Komdigi Buka Suara: Tidak Ada Maksud Menyerang
Menjawab gelombang pertanyaan dan keberatan dari publik, Kementerian Komunikasi dan Digital (Komdigi) akhirnya memberikan klarifikasi. Juru Bicara Komdigi, Mirza Alfathan, dalam konferensi pers virtual menegaskan bahwa istilah yang digunakan Presiden Prabowo tidak ditujukan kepada seluruh jurnalis maupun LSM di Indonesia. "Presiden hanya menyoroti sebagian kecil entitas yang menggunakan kedok LSM dan jurnalisme untuk menjalankan agenda pihak asing yang tidak sejalan dengan kepentingan nasional. Frasa yang dipilih adalah ungkapan simbolik yang harus dibaca dalam konteks pengamanan kedaulatan informasi, bukan sebagai serangan terhadap institusi mana pun," jelasnya.
Komdigi juga membeberkan data mengenai temuan aktivitas informasi yang didanai oleh pihak asing tanpa transparansi. Menurut Mirza, kementeriannya tengah menggodok regulasi yang mewajibkan setiap organisasi penerima dana hibah luar negeri untuk melaporkan sumber dan peruntukannya secara berkala ke pemerintah. "Kita ingin memastikan bahwa dana dari luar negeri tidak diselewengkan untuk kampanye hitam, penyebaran hoaks, atau upaya memecah belah. Langkah ini sama sekali bukan untuk membatasi kerja LSM dan pers, melainkan untuk menciptakan iklim informasi yang sehat," tambahnya. Ia pun mengajak semua pihak untuk tidak memperpanjang ketegangan atas pilihan diksi dan fokus pada substansi pembicaraan.

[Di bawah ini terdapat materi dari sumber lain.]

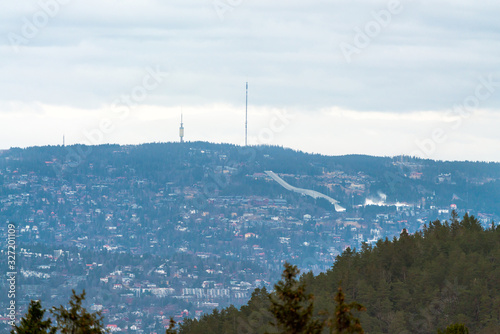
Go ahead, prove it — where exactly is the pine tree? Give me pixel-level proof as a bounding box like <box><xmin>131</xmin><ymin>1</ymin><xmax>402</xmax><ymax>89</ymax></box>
<box><xmin>165</xmin><ymin>317</ymin><xmax>177</xmax><ymax>334</ymax></box>
<box><xmin>270</xmin><ymin>263</ymin><xmax>323</xmax><ymax>334</ymax></box>
<box><xmin>50</xmin><ymin>290</ymin><xmax>107</xmax><ymax>334</ymax></box>
<box><xmin>438</xmin><ymin>324</ymin><xmax>469</xmax><ymax>334</ymax></box>
<box><xmin>10</xmin><ymin>300</ymin><xmax>56</xmax><ymax>334</ymax></box>
<box><xmin>327</xmin><ymin>286</ymin><xmax>366</xmax><ymax>334</ymax></box>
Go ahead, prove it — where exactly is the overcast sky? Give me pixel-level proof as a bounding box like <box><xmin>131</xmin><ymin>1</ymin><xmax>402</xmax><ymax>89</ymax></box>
<box><xmin>0</xmin><ymin>0</ymin><xmax>500</xmax><ymax>161</ymax></box>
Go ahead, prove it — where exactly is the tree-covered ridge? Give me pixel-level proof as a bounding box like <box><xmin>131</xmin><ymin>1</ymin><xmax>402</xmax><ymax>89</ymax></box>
<box><xmin>181</xmin><ymin>214</ymin><xmax>500</xmax><ymax>334</ymax></box>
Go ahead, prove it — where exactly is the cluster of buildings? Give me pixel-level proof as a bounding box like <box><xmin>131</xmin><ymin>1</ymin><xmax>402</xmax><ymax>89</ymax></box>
<box><xmin>0</xmin><ymin>146</ymin><xmax>493</xmax><ymax>333</ymax></box>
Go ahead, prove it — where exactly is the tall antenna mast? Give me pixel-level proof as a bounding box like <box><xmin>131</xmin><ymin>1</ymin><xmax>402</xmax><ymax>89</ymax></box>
<box><xmin>245</xmin><ymin>82</ymin><xmax>248</xmax><ymax>146</ymax></box>
<box><xmin>179</xmin><ymin>111</ymin><xmax>184</xmax><ymax>143</ymax></box>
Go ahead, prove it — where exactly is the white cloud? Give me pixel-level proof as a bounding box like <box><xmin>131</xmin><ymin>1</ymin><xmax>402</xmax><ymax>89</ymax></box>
<box><xmin>0</xmin><ymin>0</ymin><xmax>500</xmax><ymax>160</ymax></box>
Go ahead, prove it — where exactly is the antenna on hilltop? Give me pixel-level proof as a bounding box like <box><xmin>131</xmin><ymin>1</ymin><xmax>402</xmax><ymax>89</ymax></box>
<box><xmin>245</xmin><ymin>82</ymin><xmax>248</xmax><ymax>146</ymax></box>
<box><xmin>179</xmin><ymin>110</ymin><xmax>184</xmax><ymax>143</ymax></box>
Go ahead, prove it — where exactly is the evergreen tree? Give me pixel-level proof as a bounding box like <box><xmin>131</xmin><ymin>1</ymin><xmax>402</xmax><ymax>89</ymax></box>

Meski sudah ada penjelasan, respons publik terbelah. Di media sosial, tagar #LondoIreng sempat menjadi trending dengan perdebatan yang mempertemukan pendukung pemerintah dan pembela kebebasan sipil. Sebagian warganet menganggap presiden tepat mengingatkan soal ancaman asing, sementara yang lain menilai cara penyampaiannya dapat merusak kepercayaan terhadap institusi demokrasi. Seorang komentator politik, Yudha Pratama, menyebut kejadian ini sebagai pengingat bahwa setiap diksi kepala negara memiliki bobot yang sangat besar. "Pernyataan presiden adalah kebijakan dalam bentuk verbal. Publik akan membacanya sebagai sinyal arah negara. Oleh karena itu, pemilihan kata yang presisi adalah keharusan mutlak," ujarnya dalam salah satu program diskusi televisi swasta.
Menanti Langkah Konkret
Di tengah silang pendapat, fokus kini bergeser pada apakah pemerintah akan menuangkan retorika tersebut ke dalam kebijakan nyata. Rencana Komdigi menyusun aturan baru tentang transparansi dana asing dinanti karena bisa menjadi ujian apakah pemerintah serius menjaga kedaulatan informasi atau justru berlebihan dalam meregulasi ruang sipil. Sementara itu, komunitas pers dan LSM menyatakan akan terus memantau agar setiap aturan baru tidak menjadi alat untuk membungkam kritik.
Dinamika "Londo Ireng" ini menunjukkan betapa retorika nasionalisme tetap menjadi magnet kuat dalam lanskap politik Indonesia modern, namun juga menyimpan sumbu pendek bila tidak diimbangi dengan dialog inklusif dan penghormatan terhadap peran demokrasi. Apakah klarifikasi Komdigi cukup meredakan kegaduhan, ataukah justru menjadi babak awal dari perdebatan yang lebih panjang, hanya waktu yang akan menjawab.